This is an automated email from the ASF dual-hosted git repository.
gurwls223 pushed a commit to branch master
in repository https://gitbox.apache.org/repos/asf/spark.git
The following commit(s) were added to refs/heads/master by this push:
new 499de87b779 [SPARK-39218][SS][PYTHON] Make foreachBatch streaming
query stop gracefully
499de87b779 is described below
commit 499de87b77944157828a6d905d9b9df37b7c9a67
Author: Hyukjin Kwon <[email protected]>
AuthorDate: Fri May 20 13:02:17 2022 +0900
[SPARK-39218][SS][PYTHON] Make foreachBatch streaming query stop gracefully
### What changes were proposed in this pull request?
This PR proposes to make the `foreachBatch` streaming query stop gracefully
by handling the interrupted exceptions at
`StreamExecution.isInterruptionException`.

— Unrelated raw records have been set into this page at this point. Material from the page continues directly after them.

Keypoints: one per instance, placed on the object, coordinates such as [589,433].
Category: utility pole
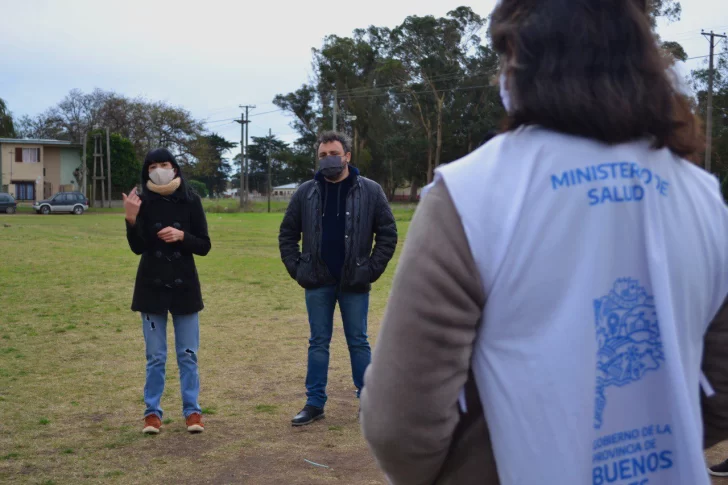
[84,166]
[270,184]
[241,191]
[108,161]
[336,107]
[244,180]
[711,73]
[247,167]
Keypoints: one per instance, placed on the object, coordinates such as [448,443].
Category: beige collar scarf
[164,190]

Because there is no straightforward way to access to the original JVM
exception, here we rely on string pattern match for now (see also "Why are the
changes needed?" below). There is only one place from Py4J
https://github.com/py4j/py4j/blob/master/py4j-python/src/py4j/protocol.py#L326-L328
so the approach would work at least.
### Why are the changes needed?
In `foreachBatch`, the Python user-defined function in the microbatch runs
till the end even when `StreamingQuery.stop` is invoked. However, when any Py4J
access is attempted within the user-defined function:
- With the pinned thread mode disabled, the interrupt exception is not
blocked, and the Python function is executed till the end in a different thread.

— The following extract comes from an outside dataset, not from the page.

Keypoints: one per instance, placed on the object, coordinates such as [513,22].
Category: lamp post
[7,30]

- With the pinned thread mode enabled, the interrupt exception is raised in
the same thread, and the Python thread raises a Py4J exception in the same
thread.
The latter case is a problem because the interrupt exception is first
thrown from JVM side (`java.lang. InterruptedException`) -> Python callback
server (`py4j.protocol.Py4JJavaError`) -> JVM (`py4j.Py4JException`), and
`py4j.Py4JException` is not listed in `StreamExecution.isInterruptionException`
which doesn't gracefully stop the query.
Therefore, we should handle this exception at
`StreamExecution.isInterruptionException`.
### Does this PR introduce _any_ user-facing change?

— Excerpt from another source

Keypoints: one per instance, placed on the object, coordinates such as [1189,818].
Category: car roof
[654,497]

Yes, it will make the query gracefully stop.
### How was this patch tested?
Manually tested with:
```python
import time
def func(batch_df, batch_id):
time.sleep(10)
print(batch_df.count())
q =
spark.readStream.format("rate").load().writeStream.foreachBatch(func).start()
time.sleep(5)
q.stop()
```
Closes #36589 from HyukjinKwon/SPARK-39218.
Authored-by: Hyukjin Kwon <[email protected]>
Signed-off-by: Hyukjin Kwon <[email protected]>
---
python/pyspark/sql/tests/test_streaming.py | 10 ++++++++++
.../spark/sql/execution/streaming/StreamExecution.scala | 11 +++++++++++
.../scala/org/apache/spark/sql/streaming/StreamSuite.scala | 14 ++++++++++++--
3 files changed, 33 insertions(+), 2 deletions(-)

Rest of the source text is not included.